At the hospital Saturday evening, about 50 members of Fall’s group, the AIDS Coalition to Unleash Power/Los Angeles, marched with signs reading “AIDS Unit Now” and “AIDS Unit Means Better Treatment.” The group was planning to camp out in front of the hospital on cots set up as part of a mock AIDS hospital unit.

Responds to Protest

Dr. Eiming Djang, a Glendale internist who is chairman of the AIDS unit task force, responded to the protest by saying he hoped that the process of exploring whether to establish an AIDS ward will not become combative.
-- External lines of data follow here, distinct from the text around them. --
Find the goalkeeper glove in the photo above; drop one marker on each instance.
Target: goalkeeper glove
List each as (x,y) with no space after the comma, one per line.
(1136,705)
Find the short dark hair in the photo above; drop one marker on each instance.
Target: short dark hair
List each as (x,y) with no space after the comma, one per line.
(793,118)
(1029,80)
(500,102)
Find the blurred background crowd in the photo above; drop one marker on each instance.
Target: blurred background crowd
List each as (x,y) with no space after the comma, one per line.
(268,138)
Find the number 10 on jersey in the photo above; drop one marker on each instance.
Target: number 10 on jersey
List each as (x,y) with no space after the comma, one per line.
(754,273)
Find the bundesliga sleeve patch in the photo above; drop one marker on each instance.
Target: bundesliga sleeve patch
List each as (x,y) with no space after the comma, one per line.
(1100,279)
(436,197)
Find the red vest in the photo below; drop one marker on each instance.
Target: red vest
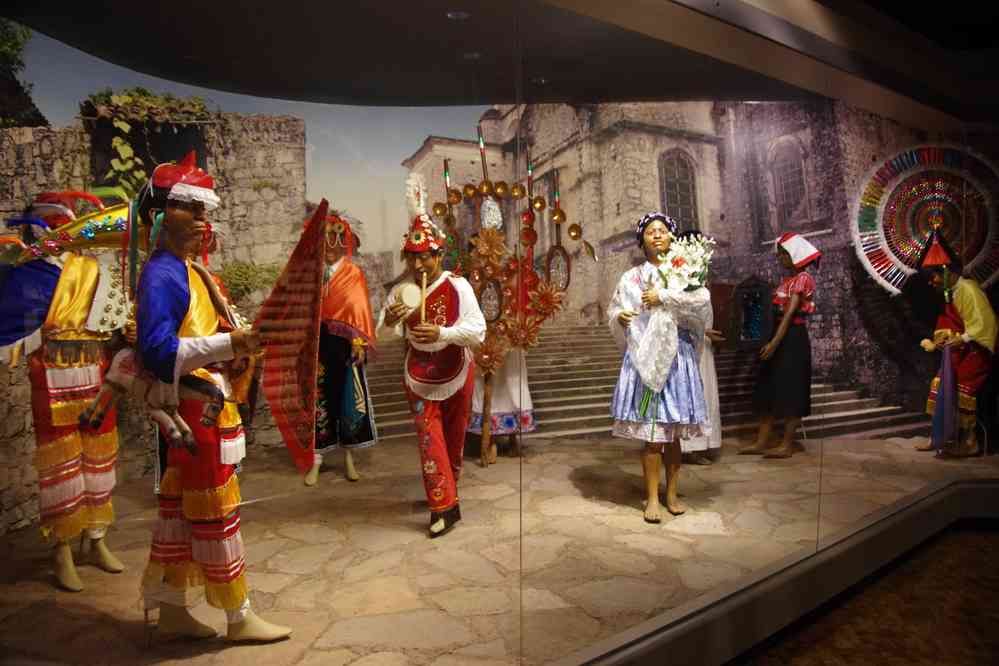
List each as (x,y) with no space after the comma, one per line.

He acknowledged, however, that his group has yet to meet, since being established in April. He said the AIDS commission will probably grant his request to extend the July 15 deadline by 30 days.

“There has been no attempt to obstruct the process,” Djang said. “It’s just been difficult to get 21 people--doctors, AIDS service workers and hospital administrators--to serve on a voluntary basis and all agree on a time to meet.”

The issue was first formally reviewed by the county Department of Health Services in 1987, when it adopted the position of County-USC Medical Center staff members and administrators, who deemed the ward unnecessary, Schunhoff said. But Djang said he believes that the staff may now support creation of the special unit.

No one from the hospital was available for comment on the issue.

Get Personal Attention

At San Francisco General Hospital, Alison Moed, the nurse in charge of the 20-bed AIDS unit, said AIDS patients appear to prefer the ward to other parts of the hospital because of the personal care and attention they receive there. AIDS patients are treated elsewhere in the hospital when the special unit is full, she said.

“This is a wonderful place to be sick because you are safe, cared for and loved here because everyone who works here wants to take care of people with AIDS,” Moed said. “But I have seen patients receive good care outside the ward. It just depends on how much opportunity the staff has had to be familiar with AIDS issues.”